Paralelamente, a fim de atenuar as ‘seriedade e gravidade’ de notícias (de ordem política, social, do cotidiano da cidade, etc) e, ao mesmo tempo, quebrar um pouco da sisudez dos jornais -- típica da imprensa do século XIX -- ao arranjo gráfico uniforme, monótono e maçante dos jornais, as matérias dispostas em colunas corridas, com títulos discretos e sem muitos atrativos, começava a contrapor-se a tendência de tratamento jocoso e satírico às matérias e textos publicados, o que além de quebrar a austeridade editorial-gráfica, funcionava como chamariz para o leitor, em especial o menos escolarizado e não-letrado. Necessitando de encontrar recursos para atrair o leitor, as amenidades em forma de folhetins, poesias e contos, acompanhados de farto material iconográfico, quebravam a monotonia das linhas corridas.
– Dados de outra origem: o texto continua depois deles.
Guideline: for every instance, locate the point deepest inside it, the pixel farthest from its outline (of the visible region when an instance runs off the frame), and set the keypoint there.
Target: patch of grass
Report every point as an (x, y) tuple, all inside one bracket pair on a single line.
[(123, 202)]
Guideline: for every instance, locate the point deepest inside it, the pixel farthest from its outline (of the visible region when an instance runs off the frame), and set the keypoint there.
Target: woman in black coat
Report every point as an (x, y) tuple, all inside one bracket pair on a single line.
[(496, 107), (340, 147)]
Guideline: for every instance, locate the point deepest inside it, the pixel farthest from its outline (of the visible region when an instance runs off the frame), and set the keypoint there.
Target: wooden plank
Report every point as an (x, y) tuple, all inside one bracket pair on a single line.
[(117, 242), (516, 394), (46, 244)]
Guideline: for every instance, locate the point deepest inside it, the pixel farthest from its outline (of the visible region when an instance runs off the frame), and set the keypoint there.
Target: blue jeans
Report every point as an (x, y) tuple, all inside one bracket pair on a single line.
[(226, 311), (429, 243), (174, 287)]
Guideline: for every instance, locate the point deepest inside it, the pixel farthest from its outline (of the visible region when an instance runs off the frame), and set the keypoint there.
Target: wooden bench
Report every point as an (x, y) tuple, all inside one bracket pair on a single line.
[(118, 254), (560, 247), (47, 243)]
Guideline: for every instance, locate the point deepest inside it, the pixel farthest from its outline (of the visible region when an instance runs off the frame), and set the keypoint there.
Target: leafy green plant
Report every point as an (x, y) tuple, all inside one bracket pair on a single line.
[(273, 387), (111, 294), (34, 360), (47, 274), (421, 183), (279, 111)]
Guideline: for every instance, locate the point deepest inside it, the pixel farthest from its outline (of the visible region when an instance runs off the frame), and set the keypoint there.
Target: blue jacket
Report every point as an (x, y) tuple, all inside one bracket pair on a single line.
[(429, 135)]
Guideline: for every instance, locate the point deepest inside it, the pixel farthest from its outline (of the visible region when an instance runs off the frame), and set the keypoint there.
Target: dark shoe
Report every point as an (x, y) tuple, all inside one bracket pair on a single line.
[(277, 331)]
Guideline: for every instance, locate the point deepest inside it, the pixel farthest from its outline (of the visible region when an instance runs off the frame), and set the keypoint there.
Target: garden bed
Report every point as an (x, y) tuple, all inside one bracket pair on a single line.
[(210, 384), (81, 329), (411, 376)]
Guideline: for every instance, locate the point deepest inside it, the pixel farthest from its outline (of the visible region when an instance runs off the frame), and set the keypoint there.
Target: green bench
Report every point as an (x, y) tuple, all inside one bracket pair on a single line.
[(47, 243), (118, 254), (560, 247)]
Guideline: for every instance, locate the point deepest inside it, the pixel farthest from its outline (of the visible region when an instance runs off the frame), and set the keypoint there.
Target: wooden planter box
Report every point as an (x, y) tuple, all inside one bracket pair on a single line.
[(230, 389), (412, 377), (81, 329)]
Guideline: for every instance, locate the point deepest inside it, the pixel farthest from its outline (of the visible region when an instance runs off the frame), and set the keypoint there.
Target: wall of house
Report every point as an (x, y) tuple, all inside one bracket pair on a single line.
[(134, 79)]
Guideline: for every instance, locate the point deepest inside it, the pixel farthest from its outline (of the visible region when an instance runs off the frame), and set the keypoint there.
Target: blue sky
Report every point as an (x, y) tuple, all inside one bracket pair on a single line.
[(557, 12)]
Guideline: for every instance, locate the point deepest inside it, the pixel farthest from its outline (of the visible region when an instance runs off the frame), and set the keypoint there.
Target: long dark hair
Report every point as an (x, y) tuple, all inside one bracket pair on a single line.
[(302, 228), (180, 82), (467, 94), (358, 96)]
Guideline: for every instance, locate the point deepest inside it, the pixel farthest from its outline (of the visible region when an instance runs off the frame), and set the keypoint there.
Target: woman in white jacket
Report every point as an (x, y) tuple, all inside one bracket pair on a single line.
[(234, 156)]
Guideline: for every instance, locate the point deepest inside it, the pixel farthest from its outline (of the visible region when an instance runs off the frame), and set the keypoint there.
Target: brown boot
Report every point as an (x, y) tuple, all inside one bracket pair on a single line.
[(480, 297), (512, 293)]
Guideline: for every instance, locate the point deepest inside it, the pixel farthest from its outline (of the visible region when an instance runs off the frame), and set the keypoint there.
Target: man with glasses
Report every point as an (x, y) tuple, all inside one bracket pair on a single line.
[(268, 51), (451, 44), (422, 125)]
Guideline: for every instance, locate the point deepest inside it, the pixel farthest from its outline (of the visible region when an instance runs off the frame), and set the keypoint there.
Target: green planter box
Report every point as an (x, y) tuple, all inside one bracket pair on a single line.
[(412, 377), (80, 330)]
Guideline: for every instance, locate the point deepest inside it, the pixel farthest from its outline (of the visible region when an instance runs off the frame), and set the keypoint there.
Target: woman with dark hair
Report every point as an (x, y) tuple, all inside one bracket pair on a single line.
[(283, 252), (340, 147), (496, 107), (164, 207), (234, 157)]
Assim, os registros cômicos seriam uma das maneiras de representação de impasses e temporalidades diversas da história brasileira, a partir no período inaugurado pela abolição e pela República. Tais registros eram fruto de um círculo de humoristas concentrados no Rio de Janeiro, desde então a efetiva capital cultural do país -- utilizando-se do humor para problematizar questões urbanas, administrativas e sociais da capital do Império, satirizar instituições, ironizar fatos e personalidades, e até ridicularizar os próprios leitores.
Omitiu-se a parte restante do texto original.